I sense my wife beside me.


The palette is umber, flake white, flat grey,

Shadows stumble into the lines of ceiling beams,

A brown tries to impose itself and there is an attempt at red

In my boys school jumpers in the photograph.

I hear her breathe beside me.


There are mortuary blue blinds, 

A puddle petrol blue box on the chest of drawers

Which I will admit into the corner.

My eyes are more closed than open,

As I feel her stir beside me.


Dreams of my father and a broken fence retreat,

It might be light that pushes against the dark,

Or a liar’s earnest promise of the sun.

A pink trinket box separates from brown.

As she awakes beside me.


Details sharpen brutally.

Impressionism is elbowed by Photorealism,

The cat invites evisceration on the shelf above the radiator.

We talk the day into being.

My wife drinks tea beside me.


At Home

Nicky, Vermont, US

Our friend Sam (who designed and built our house) built us a frame from very green hemlock for a raised vegetable bed.
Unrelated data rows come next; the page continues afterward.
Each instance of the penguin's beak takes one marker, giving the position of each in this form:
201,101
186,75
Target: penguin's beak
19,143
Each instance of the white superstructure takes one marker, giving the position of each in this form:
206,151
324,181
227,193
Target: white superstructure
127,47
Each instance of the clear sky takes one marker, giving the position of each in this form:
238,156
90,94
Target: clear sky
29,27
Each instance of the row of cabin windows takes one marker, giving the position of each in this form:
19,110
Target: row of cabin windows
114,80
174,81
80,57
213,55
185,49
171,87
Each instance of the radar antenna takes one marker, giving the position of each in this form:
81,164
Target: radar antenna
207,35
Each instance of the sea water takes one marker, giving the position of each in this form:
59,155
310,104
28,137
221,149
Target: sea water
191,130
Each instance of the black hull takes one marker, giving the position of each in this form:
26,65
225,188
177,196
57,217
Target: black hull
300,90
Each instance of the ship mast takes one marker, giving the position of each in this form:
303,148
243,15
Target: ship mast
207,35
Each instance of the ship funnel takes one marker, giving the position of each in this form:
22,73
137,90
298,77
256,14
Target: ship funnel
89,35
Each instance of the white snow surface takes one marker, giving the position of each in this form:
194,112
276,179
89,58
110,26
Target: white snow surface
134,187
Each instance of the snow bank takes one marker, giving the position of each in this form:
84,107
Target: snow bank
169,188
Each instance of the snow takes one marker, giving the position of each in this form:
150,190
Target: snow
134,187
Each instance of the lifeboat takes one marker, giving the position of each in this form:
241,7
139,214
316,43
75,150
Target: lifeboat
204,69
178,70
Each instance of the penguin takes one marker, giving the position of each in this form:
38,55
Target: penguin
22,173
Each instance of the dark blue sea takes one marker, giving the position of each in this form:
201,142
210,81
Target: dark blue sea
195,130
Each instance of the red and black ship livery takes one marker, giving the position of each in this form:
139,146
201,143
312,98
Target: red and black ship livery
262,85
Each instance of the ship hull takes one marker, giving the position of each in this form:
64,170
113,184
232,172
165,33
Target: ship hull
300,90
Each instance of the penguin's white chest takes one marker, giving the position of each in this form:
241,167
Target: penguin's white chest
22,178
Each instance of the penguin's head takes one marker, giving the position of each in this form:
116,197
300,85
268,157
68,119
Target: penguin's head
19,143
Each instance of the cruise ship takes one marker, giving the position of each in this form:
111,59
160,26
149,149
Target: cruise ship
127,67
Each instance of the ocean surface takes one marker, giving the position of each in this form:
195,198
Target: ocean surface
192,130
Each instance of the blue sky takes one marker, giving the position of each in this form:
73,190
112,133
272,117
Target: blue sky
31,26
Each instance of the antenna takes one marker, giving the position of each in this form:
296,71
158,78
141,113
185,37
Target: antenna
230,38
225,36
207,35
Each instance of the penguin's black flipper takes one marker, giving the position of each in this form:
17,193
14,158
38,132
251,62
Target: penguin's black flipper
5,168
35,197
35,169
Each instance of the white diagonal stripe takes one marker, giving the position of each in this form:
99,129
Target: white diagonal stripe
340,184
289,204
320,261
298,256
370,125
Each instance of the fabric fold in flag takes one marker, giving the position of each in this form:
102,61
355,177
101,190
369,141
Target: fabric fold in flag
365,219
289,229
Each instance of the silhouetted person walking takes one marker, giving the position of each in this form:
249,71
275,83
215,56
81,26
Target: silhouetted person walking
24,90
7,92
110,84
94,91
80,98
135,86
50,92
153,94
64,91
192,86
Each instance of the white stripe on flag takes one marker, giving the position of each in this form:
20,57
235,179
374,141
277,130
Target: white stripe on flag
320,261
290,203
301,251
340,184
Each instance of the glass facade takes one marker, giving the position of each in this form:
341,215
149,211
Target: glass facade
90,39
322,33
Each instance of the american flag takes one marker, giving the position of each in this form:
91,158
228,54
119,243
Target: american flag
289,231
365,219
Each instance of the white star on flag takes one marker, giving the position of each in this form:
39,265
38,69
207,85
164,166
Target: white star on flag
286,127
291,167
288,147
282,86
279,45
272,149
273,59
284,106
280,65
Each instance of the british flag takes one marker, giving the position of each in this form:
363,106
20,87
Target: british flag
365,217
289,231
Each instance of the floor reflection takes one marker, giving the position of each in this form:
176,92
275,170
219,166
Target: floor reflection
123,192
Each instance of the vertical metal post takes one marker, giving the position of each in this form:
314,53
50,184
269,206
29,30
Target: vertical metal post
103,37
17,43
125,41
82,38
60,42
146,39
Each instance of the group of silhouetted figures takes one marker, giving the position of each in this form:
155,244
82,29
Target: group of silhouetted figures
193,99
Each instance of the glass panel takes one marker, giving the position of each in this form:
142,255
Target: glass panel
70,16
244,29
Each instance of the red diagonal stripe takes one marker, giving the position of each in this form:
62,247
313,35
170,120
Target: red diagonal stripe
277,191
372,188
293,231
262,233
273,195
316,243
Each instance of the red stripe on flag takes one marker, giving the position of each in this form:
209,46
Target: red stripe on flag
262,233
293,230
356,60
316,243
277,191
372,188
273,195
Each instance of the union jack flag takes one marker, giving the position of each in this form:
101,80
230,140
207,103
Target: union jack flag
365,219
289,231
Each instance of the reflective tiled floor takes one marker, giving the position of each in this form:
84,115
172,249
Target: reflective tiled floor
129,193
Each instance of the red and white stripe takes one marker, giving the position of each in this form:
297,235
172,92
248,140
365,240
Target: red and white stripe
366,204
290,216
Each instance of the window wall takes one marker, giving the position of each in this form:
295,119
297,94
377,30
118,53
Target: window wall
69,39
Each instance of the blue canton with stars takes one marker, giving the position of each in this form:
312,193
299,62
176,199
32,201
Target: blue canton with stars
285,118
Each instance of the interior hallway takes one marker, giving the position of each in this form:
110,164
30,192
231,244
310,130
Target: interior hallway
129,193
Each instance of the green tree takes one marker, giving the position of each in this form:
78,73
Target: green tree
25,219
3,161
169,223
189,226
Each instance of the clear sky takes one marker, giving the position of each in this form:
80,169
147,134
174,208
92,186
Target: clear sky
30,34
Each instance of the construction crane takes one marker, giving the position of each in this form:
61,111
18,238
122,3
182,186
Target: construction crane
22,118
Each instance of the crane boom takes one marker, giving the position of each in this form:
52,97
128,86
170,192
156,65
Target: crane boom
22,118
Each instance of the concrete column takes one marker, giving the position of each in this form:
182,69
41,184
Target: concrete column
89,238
I helped put it together… which involved the highly skilled holding of pieces of wood while he drilled screws to hold the planks to the metal corner pieces. The tricky part was tipping the frame (much too heavy for us to lift) over onto the ground. It had the potential to turn into an episode worthy of Three Men in a Boat but instead it landed in exactly the right place. Afterwards we sat at a suitable distance on the porch and toasted ourselves and congratulated each other on how clever we were. Then B. persuaded Sam to read Kiplings’ Kim. 
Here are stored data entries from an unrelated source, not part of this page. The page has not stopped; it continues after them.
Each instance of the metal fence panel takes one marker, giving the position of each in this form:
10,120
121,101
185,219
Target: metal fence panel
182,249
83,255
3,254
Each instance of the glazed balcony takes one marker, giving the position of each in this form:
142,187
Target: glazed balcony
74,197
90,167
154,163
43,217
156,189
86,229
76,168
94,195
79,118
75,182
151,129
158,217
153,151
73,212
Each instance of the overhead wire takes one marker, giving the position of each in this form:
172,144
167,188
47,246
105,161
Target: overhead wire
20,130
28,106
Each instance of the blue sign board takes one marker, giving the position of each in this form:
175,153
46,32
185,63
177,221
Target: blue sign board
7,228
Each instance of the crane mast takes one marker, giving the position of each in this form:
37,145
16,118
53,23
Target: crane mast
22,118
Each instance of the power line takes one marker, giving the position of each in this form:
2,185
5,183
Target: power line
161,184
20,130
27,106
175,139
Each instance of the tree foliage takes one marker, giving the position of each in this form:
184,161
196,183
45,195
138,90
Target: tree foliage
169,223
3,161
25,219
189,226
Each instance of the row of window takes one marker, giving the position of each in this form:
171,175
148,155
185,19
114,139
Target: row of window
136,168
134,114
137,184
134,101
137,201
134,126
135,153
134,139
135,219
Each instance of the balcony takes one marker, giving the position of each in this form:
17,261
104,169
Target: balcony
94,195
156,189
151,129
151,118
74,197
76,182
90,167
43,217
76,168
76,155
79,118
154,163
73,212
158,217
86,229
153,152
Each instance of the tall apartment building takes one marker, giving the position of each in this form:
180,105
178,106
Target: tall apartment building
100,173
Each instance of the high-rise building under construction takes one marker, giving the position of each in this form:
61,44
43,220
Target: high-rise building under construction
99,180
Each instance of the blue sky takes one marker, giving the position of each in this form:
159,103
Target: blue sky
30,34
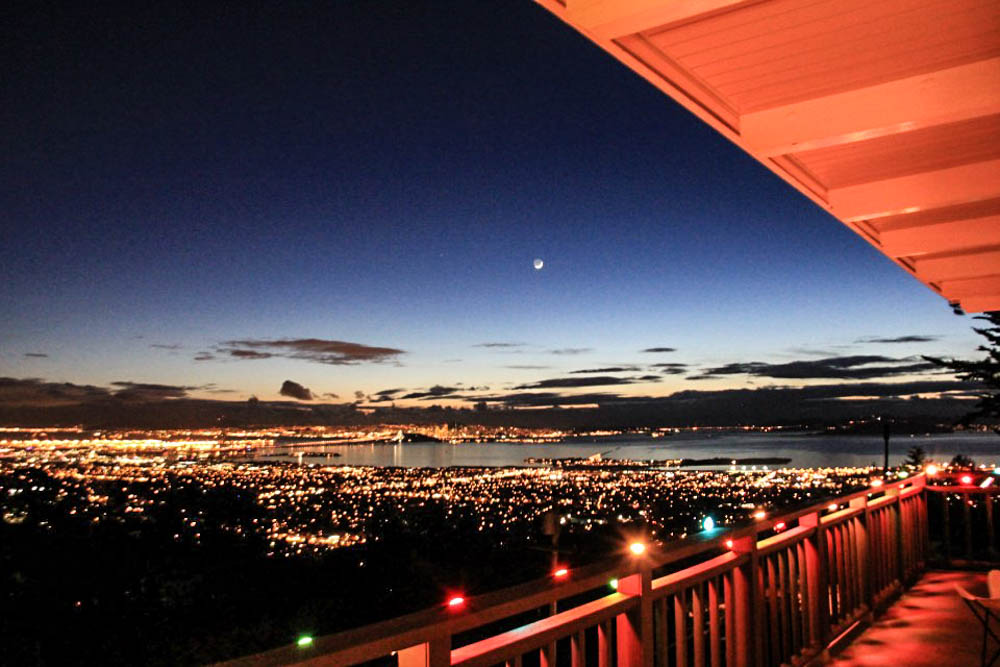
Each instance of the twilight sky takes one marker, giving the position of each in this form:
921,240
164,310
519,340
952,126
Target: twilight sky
350,196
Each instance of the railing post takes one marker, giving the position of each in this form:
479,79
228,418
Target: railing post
817,577
897,538
635,627
865,549
967,524
991,544
946,526
433,653
748,602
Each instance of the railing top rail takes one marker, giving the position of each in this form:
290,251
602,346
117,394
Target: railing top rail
381,638
500,647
The high point of yesterday was the inaugural lighting of wood in the fire pit. Our neighbors gave us wood, they heat with a wood stove, in honor of my mask making. That was lovely. And Sam gave us kindling scraps from his woodshed. We lit the fire and our eight year old friend Micah arrived.  He had taken a picture of the same cornfield bear I’d seen, and was very proud of himself. We lit the fire, his parents organized tofu hotdogs on sticks, Micah carried wood and played with the fire, then Micah and his father sang to us. All at a safe distance. It was truly lovely and heartening.  
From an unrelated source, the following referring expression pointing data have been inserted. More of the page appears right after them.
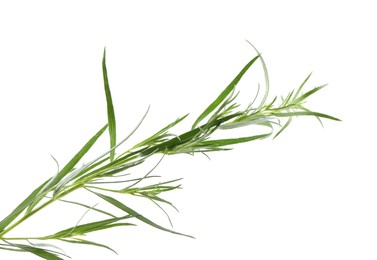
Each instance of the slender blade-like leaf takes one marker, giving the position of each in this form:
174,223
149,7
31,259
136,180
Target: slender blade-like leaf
231,141
225,93
284,127
306,113
90,227
17,211
130,211
45,254
110,107
87,242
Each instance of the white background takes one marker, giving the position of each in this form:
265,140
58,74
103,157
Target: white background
310,194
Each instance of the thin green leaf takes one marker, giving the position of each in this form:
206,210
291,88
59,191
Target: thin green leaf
43,253
140,217
231,141
305,113
266,77
90,227
225,93
301,86
307,94
110,108
284,127
87,242
20,208
58,179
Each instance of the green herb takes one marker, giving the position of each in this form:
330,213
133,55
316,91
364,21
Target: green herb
103,177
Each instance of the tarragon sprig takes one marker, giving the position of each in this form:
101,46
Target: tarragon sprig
110,173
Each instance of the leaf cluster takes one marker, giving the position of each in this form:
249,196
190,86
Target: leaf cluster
105,177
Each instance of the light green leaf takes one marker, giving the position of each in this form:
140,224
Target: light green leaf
42,253
110,108
231,141
20,208
90,227
284,127
225,93
87,242
133,213
305,113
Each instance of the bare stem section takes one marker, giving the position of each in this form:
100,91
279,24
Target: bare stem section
109,173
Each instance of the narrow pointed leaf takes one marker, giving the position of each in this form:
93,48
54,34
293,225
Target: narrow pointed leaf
72,163
284,127
20,208
307,94
306,113
231,141
130,211
225,93
110,107
90,227
301,86
87,242
42,253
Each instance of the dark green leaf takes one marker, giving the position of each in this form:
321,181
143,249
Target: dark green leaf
110,108
130,211
87,242
90,227
284,127
306,113
225,93
45,254
17,211
301,86
231,141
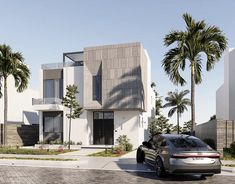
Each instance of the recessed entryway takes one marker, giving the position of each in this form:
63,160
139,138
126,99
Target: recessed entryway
103,128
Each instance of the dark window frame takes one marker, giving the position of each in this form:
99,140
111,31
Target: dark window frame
96,87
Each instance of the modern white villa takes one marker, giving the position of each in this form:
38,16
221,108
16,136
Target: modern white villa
114,82
20,109
225,95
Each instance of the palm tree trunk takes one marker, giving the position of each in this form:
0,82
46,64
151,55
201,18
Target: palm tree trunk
70,127
193,99
5,111
178,123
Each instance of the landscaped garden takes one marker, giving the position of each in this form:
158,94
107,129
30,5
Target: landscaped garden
124,146
40,151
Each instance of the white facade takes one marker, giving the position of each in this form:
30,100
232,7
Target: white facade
225,95
130,122
20,107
In response to Catherine’s question of April 25 in Bumpy Lands, yes, I am the Nicky who ran away from St. Chris to Scotland and got married. It never occurred to me that other boarders would notice, really. Even though school had been utterly miserable it had been my home for eight years and while I promised myself I wouldn't regret leaving, I did dream about it for many years.


Rural Norfolk

Chris Gates, Norfolk UK

It’s the 30th April, henceforth should be known as ‘Tom Moore’s Day’ and perhaps celebrated by pensioners everywhere aspiring to have a happy extra 30 years beyond the arbitrarily allotted three-score years and ten.


So far, he’s:

  • Had a breakfast flypast of a Spitfire and Hurricane 

  • Received 150,000 birthday cards

  • Got a birthday No1 in the Charts

  • Passed the £30,000,000 mark on his fundraising page

  • Been made up to Colonel and got a new medal to prove it

  • Been made an hon. Captain of the English cricket team

  • Had two trains named after him

  • A commemorative postbox named after him

  • A named commemorative postmark


and it’s only 9.15


Elsewhere, and slightly eclipsed by Tom and other news, Graham Walters, a sprightly, positively youthful 72, who’s just completed an Atlantic solo row raising funds for ‘Help for Heros’. has arrived in Antigua in a boat he built himself 25 years ago in his front garden. When he set off in January he had no idea he would be in competition with Colonel Tom or bigger charity story, and though briefed by phone during his endurance test is likely to be bemused by what he’s come back to, when/if he’s allowed to return to the UK. One of the changes is the lack of commercial flights, then there’s the masks...

And The PM himself is scheduled to give the No10 Briefing this afternoon. Hurrah!